The Y maze was used for initial memory study by detecting spontaneous alternation as well as recognition memory as described by others [62, 63]. A Y-shaped maze with three white plastic arms at a 120° angle from each other was used. Y-maze alternation was done by introducing a mouse in the center of the maze, and the mouse was allowed to freely explore the three arms for 5 min. The number of arm entries and the number of triads were recorded in order to calculate the percentage of alternation. Spontaneous alternation is a natural, hippocampal-dependent behavior of rodents in which they tend not to repeat exploration of a region that has no reward. The percentage spontaneous alternation was defined as the ratio of successive entries into each of the three arms on overlapping triplet sets (actual total alternations) to possible alternation (total arm entries–2) × 100. Total entries were also scored as an index of ambulatory activity in the Y maze. We also performed the two-trial recognition memory test. In details, the mouse starts at the end of one arm (start arm), then chooses one of the other two arms. To test if mice prefer to spend time in novel or known areas, one arm of the Y maze is blocked off and the mouse is allowed to explore the other two arms for 15 min. The mouse was returned to the maze 2 h later with all arms open and scored for 5 min. The amount of time spent in each arm, and the number of entries into each arm were recorded. Seven days later, the test was repeated with a delay time of only 2 min between the trials. The number of arm entries and time in the novelty arm were recorded. An arm entry was recorded when all four limbs were within the arm.

Barnes Maze

The Barnes maze is a dry-land maze test for spatial learning and memory that requires mice to learn the position of a hole that can be used to escape from the bright light [64]. The Barnes table contained a total of 20 holes including one target (escape) hole that leads to a dark cage and 19 empty holes. The latencies to enter the escape box (target latency) and the number of errors (defined as visits to any non-target hole) were recorded by a video camera mounted directly over the center of the maze. A Video Tracking System (ViewPoint Life Sciences) was used to analyze all the parameters mentioned above as well as the distance an animal moved and the amount of time the animal spent ambulating and freezing. In the cued version of the Barnes maze, the location of the tunnel was indicated by a prominent visual cue on the wall next to the target hole for the animal to develop a spatial map of the extra-maze cues and then used to locate the target hole with hidden tunnel. A spatial learning ability test may address reference memory, which refers to learning the rules associated with a task, such as the location of the target hole remaining the same between testing sessions, and the entire testing time. The test includes two parts: spatial learning acquisition and spatial reference memory. For the learning and acquisition, mice were tested daily for 4 days. Mice were engaged in spatial learning acquisition trails, in which each mouse was allowed 3 min to find or be guided into the target hole. The learning trial was repeated four times a day, with 15–20 min between trials.

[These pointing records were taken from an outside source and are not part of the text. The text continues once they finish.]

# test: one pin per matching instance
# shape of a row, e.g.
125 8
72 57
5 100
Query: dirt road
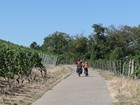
74 90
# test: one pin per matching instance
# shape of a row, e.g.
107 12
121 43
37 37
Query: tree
56 43
34 45
97 42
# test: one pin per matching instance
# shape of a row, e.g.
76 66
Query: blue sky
25 21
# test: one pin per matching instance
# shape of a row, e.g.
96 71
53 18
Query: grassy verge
124 91
28 93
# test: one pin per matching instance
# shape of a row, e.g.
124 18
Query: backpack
78 63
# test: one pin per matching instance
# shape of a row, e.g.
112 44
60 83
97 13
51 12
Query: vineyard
130 68
19 61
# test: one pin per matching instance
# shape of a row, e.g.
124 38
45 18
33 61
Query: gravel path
74 90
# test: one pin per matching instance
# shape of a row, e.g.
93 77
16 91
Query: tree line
104 43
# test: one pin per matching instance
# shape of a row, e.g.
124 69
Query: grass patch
124 90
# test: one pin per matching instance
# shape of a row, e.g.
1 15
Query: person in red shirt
86 68
79 67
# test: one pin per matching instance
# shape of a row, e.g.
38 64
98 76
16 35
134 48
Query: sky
25 21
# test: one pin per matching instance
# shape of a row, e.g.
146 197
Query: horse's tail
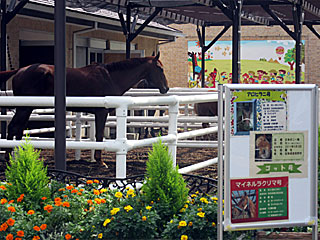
6 75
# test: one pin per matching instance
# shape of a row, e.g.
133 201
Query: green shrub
164 185
27 177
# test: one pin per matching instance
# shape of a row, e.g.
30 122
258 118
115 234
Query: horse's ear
157 57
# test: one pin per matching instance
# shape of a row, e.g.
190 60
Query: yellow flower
201 214
182 210
128 208
184 237
130 192
204 200
106 222
182 223
114 211
103 190
96 192
118 195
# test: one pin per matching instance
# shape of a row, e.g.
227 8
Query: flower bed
40 204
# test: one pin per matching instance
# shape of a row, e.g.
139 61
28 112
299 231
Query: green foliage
26 176
164 184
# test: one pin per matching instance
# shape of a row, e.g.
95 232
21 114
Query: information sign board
270 162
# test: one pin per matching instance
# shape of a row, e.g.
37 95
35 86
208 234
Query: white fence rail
121 145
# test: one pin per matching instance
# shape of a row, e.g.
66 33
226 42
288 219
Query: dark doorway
36 54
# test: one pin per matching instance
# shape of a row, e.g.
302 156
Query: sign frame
309 94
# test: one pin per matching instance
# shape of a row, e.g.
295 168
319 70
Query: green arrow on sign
279 167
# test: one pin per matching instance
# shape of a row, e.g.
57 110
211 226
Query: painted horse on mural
112 79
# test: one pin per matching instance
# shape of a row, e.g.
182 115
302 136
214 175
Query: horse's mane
126 64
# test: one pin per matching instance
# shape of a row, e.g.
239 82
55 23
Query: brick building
175 55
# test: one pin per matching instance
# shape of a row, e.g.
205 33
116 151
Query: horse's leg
17 125
100 120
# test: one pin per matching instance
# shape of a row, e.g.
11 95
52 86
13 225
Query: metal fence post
220 163
173 124
78 135
121 139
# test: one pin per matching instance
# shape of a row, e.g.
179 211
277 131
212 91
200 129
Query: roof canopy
211 12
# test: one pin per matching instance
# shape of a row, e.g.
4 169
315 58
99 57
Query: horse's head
155 75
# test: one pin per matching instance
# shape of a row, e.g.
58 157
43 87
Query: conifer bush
26 176
164 185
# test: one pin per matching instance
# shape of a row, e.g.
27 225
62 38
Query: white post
78 135
173 124
220 163
92 137
121 139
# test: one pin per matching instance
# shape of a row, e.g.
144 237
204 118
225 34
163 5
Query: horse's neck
125 79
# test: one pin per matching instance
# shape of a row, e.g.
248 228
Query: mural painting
262 61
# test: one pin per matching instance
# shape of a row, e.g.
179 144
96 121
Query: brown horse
264 146
112 79
245 208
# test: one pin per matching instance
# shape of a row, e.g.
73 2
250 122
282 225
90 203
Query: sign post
271 156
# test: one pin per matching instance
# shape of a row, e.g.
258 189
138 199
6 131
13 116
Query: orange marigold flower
69 187
48 208
43 226
96 192
30 212
20 233
4 227
9 237
10 222
68 236
36 228
11 209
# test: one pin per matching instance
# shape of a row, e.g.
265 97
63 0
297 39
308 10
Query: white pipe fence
121 145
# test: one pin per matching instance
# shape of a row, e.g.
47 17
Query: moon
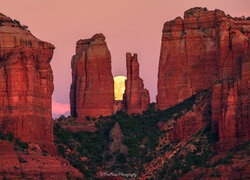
119 87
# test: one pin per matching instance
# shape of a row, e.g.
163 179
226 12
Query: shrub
21 144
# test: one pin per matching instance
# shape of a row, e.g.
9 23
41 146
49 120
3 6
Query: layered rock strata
136 97
208 49
26 83
92 88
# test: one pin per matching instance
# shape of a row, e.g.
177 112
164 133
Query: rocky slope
208 49
26 83
136 97
27 150
92 89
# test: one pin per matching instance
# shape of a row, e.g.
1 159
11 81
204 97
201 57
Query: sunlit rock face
26 83
119 87
136 97
208 49
92 88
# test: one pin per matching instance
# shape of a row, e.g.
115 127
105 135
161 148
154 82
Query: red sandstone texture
208 49
18 165
92 89
136 97
26 83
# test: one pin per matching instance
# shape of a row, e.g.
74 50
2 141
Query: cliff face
208 49
92 89
136 97
26 83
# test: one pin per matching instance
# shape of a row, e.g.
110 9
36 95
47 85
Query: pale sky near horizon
129 26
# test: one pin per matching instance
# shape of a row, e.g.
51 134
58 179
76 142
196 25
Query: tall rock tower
136 97
26 83
92 88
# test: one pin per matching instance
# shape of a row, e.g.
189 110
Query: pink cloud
60 108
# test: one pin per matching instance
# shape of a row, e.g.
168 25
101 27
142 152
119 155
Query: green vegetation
141 136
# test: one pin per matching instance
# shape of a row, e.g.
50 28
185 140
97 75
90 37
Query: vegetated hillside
152 152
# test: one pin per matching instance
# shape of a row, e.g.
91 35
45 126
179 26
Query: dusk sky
129 26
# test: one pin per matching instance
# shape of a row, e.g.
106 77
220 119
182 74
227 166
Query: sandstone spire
136 97
92 88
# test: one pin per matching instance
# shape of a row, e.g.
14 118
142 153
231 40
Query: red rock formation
136 97
26 83
92 89
208 49
18 165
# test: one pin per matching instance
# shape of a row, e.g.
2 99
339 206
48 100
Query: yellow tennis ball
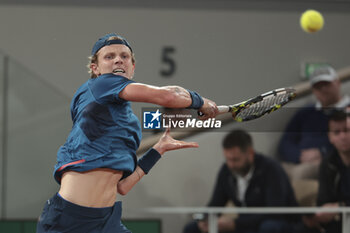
311 21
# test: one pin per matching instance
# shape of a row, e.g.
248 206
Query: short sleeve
106 88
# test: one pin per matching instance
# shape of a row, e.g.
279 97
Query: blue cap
103 41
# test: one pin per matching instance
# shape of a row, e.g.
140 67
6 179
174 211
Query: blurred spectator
305 140
334 178
253 180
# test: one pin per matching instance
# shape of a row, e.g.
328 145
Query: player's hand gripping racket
260 105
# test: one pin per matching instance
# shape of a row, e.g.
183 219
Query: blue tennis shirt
105 133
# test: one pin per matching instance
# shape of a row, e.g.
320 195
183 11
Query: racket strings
269 103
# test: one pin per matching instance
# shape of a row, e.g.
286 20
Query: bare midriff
96 188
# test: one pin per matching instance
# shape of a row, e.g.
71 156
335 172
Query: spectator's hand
327 217
167 143
209 109
311 221
312 155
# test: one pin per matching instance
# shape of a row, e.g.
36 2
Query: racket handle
224 109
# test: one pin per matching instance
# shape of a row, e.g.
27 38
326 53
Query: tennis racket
260 105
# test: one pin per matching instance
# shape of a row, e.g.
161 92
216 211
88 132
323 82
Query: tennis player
98 160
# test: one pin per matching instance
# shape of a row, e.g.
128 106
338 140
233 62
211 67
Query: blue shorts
61 216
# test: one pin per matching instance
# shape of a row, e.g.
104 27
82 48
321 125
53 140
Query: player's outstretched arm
165 143
170 97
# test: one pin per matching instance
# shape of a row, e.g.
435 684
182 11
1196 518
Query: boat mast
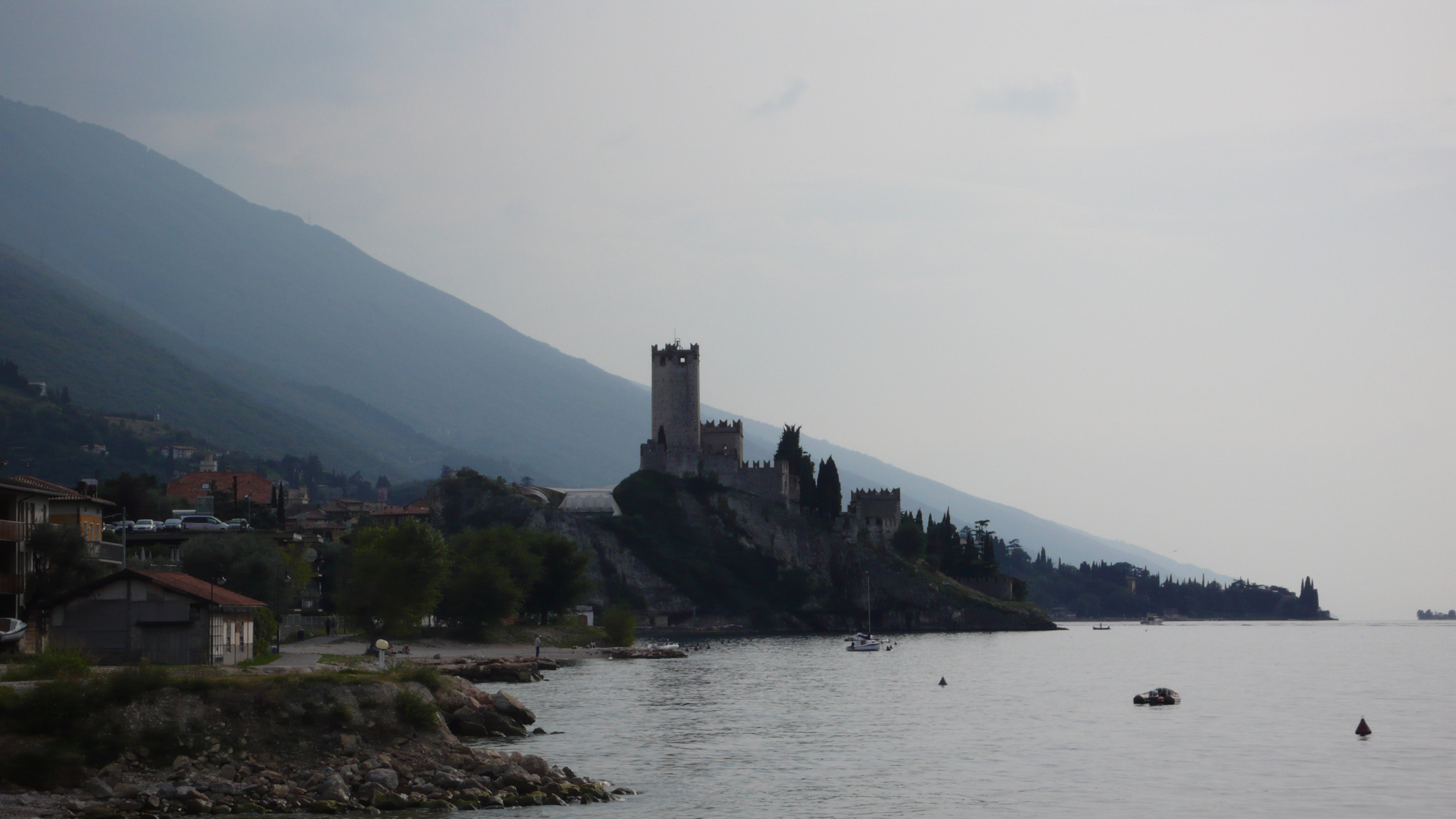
869 611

For the spatial memory, mice were recorded for 90 s on day 5 and day 12 as short- and long-term memory trial, respectively. Target latency (time to locate the escape hole), search pattern (number of head poke for each hole nearby the escape hole), and total errors (total number of head deflections into non-target holes) were recorded and analyzed.

Statistical Analysis

All results are expressed as mean ± SEM (standard error of the mean). Statistical calculations were performed with the software Sigmastat (Systat Softwares Inc.). For multi-group comparisons, data were analyzed for statistical significance using two-way analysis of ANOVA. If there were significant values, post-hoc Bonferroni's or Dunnett's multiple comparison tests were subsequently used. The criterion for statistical significance was p < 0.05 in all evaluations.